What if healthcare workers made more house calls?

Would we be healthier if professional health care workers made more housecalls?

Why is that all other while collar professionals (lawyers, CPA's, bankers, etc.) are perfectly willing to leave their offices and come to their client's homes or places of business, but we are forced to meet our doctors, physician assistants and the like mostly in their offices alone?

How can the medical professional truly treat the "whole" person without seeing the very day-to-day environments in which they live? It's a fair question, I believe.

Imagine if your doctor could see that what is continuously making you sick is the fact that your home has not been dusted for ten years? Or, he can see that you live next door to a factory spewing out high levels of potentially cacrinogenic particulates. Or, the visiting nurse notices that you have 100 cats living in your house and that may be contributing to your kids' asthma. The list is endless.

Our healthcare system is geared to looking at tactical causes and effects and then presecribing tactical -- read "pharmaceutical" -- solutions to a specific problem. It is not particularly clever at looking at the whole picture of human health and wellness because it only sees its "customers" in a clinical setting. In short, it can not treat the whole person unless it understands the whole picture. But there is a simple answer. And, it won't cost that much. In fact, in the end it will save our healthcare system billions as we should all be that much healthier. Even if the end result is a 10 percent reduction in healthcare cost, the savings would be significant.

Part of pro-active, preventive treatment efforts should include physician assistants, nurses and the like -- if not physicians themselves -- making annual home visits. I don't know one person who likes visiting the doctor's office. It's inconvenient. It's often a cattle call. We wait endlessly and are given 15 minutes or less to visit with someone who is supposed to quickly ascertain our health or lack thereof. It's ridiculous.
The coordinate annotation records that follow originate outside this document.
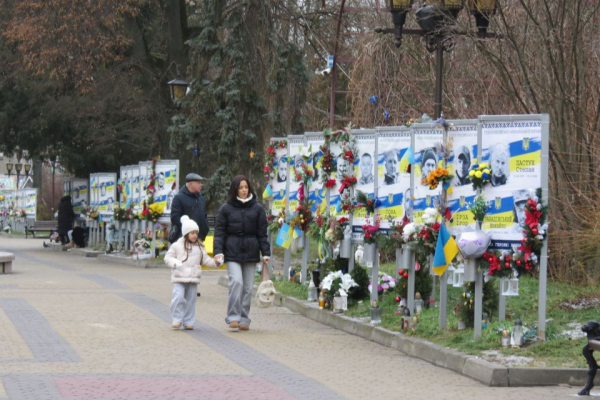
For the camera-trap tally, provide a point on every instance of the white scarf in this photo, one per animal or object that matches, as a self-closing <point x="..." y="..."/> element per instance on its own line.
<point x="247" y="199"/>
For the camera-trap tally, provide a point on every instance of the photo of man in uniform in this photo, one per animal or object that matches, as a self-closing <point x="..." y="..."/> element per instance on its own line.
<point x="462" y="164"/>
<point x="429" y="161"/>
<point x="342" y="167"/>
<point x="391" y="167"/>
<point x="161" y="181"/>
<point x="282" y="169"/>
<point x="366" y="169"/>
<point x="499" y="162"/>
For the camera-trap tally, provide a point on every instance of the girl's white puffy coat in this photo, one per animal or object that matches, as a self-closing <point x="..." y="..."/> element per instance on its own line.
<point x="190" y="270"/>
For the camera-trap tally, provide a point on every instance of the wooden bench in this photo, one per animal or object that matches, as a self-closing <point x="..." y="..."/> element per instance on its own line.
<point x="6" y="260"/>
<point x="41" y="226"/>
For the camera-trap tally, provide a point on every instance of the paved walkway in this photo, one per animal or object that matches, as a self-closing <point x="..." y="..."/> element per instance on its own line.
<point x="80" y="328"/>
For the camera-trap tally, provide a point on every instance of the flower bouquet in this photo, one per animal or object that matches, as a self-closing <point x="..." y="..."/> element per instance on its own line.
<point x="436" y="176"/>
<point x="479" y="208"/>
<point x="155" y="210"/>
<point x="302" y="217"/>
<point x="480" y="175"/>
<point x="364" y="201"/>
<point x="397" y="229"/>
<point x="384" y="284"/>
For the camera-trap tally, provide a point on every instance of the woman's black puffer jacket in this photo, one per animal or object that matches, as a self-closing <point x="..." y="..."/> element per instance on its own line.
<point x="241" y="232"/>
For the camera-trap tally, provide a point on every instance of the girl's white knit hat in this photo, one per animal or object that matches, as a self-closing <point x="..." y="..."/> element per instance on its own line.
<point x="188" y="225"/>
How much healthier might our society be if the medical profession brought healthcare to the people versus the other way around.

Sure, you'd still need to go to the doctor's office for obvious reasons. But, if you could choose to have a health care worker come to you for routine "maintenance" of your health care, what might the end result be?

Like most Americans I think that we need more common sense approaches to solving our health care system. Throwing more money at it has not reduced the numbers of uninsured. My senior thesis is colleage in the late 80s focused on ideas for insuring the nation's 30 million uninsured at that time. 20+ years later, 50 million are uninsured. So, we've had plenty of time to consider this issue and make creative changes. Yet, here we are -- no better than where we were two decades ago.